Push collection auto-commit

I’ve just discovered these two settings for auto-commits, which seem to contradict.
If it commits after every change, why does it need to commit again?

push.scheduler.changes-before-auto-commit=1

By default a Push collection will trigger a commit after every change, making a document searchable as soon as it is added to a push collection.

(https://docs.funnelback.com/collections/collection-types/push/push-collection-options/push_scheduler_changes_before_auto_commit_collection_cfg.html)

push.scheduler.auto-commit-timeout-seconds=300

By default, a commit is triggered every 5 minutes.

(https://docs.funnelback.com/collections/collection-types/push/push-collection-options/push_scheduler_auto_commit_timeout_seconds_collection_cfg.html)

The reason I’m looking is that our collection doesn’t seem to commit after every change, so I’m going to try setting these to help…

Oh, these are both ‘scheduler’ settings, so perhaps these two settings work in conjunction. IE:

Every x minutes, the scheduler checks if y or more changes have been made, and if so, commit.

Also worth asking if the collection needs to be re-started for these to take effect?

Either way, our collection seems to be taking up to 25mins to commit, which I’d really like some help to explain!

Hi

By default the push collection will schedule a commit to run after each change as well as five minutes since the last commit. They do not contradict each other the timeout one does not prevent the commits after some number of changes.

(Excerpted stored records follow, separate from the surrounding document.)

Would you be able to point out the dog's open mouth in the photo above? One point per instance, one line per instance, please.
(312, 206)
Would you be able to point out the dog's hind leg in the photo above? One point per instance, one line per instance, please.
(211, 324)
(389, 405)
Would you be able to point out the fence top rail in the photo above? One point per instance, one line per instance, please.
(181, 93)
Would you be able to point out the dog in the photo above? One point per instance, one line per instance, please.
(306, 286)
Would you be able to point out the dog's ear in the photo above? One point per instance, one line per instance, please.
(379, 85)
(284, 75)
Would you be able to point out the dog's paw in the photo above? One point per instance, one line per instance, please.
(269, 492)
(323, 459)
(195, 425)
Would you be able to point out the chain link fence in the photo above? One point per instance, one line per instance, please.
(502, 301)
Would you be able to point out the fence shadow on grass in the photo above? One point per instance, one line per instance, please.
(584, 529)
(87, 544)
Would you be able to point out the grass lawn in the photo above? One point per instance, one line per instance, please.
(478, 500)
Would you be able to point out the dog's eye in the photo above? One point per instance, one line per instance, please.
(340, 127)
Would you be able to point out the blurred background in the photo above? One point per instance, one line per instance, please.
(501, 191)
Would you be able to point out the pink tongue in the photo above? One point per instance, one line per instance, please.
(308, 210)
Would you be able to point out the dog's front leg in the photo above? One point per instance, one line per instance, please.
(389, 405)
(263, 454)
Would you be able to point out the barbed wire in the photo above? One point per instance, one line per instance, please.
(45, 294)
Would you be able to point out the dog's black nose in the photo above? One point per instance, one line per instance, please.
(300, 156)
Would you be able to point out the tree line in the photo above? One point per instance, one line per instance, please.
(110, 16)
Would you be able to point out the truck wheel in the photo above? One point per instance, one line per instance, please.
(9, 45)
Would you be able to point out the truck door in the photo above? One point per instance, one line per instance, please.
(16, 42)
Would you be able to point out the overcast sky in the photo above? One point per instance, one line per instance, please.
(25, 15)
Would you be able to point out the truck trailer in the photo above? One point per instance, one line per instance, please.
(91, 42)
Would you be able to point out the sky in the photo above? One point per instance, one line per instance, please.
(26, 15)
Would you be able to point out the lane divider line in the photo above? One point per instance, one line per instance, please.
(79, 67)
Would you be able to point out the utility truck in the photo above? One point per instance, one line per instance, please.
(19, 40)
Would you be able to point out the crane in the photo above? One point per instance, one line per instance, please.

I suspect that some other issue exists as to why commits are slow.

Have you confirmed commits are slow go to the API UI and go to the Push API and run a commit with ‘wait-for-completion’ set to true.

If that took a long time then we should find out which step is taking a long time.

Go to https://funnelback-server:admin-port/push-api/monitor/metrics?pretty=true e.g.
https://example.com:8443/push-api/monitor/metrics?pretty=true

Now look for the metrics that have the form:

push-core.collection.your-collection.update-steps.Step-Something

e.g.

push-core.collection.some-push-collection.update-steps.Step-QueryIndependentEvidenceCollectionLevel

and look for ones which have a high ‘max’ or ‘mean’ value. What steps are they?

It could be that the commit itself is fast but the time from a document being added to push completing a commit is slow. That could be because it is taking a long time for push to be able to run a commit for your collection. Check for your collection the metric:

push-core.collection.some-push-collection.commit-wait-timer

if that is really high that might help explain what is going on. That should be reporting the amount of time it took from when push requested a commit to run on that collection to the time the request actually started. If a single Funnelback instance is hosting many Push collections this could be high. You can allow push to use more resources for these types of jobs with push.worker-thread-count, this can be set in global.cfg and the default is in global.cfg.default

Thanks Luke, some responses:

These were pretty quick, maybe up to a couple of seconds.

[quote=“LukeButters, post:5, topic:10040”]look for ones which have a high ‘max’ or ‘mean’ value. What steps are they?
[/quote]

push-core.collection.monash-push-news.update-steps.Step-AnnieAMetaHardLinkFilesToComponents:     
max:     1.9666713210000002

push-core.collection.monash-push-news.update-steps.Step-BuildAutoCompletion:     
max:     2.9463206250000002

push-core.collection.monash-push-events.commit-wait-timer:	
count:	3
max:	2.164869292

push-core.collection.monash-push-events.merge-running-timer	
count	1
max	2.14296818
mean	2.14296818

push-core.collection.monash-push-events.commit-running-timer	
count	3
max	2.2238981460000002
mean	1.5402782444428902

Looks like there’s no settings at all.. what would be a good value to try? I see from docs it defaults to number of CPUs.

cd /opt/funnelback/conf
grep 'push' global.cfg*
# (no results)

Out of curiosity I wonder if the folders in the collection log relates to number of threads? (/opt/funnelback/data/collection-name/live/log ). Currently there’s 17 folders.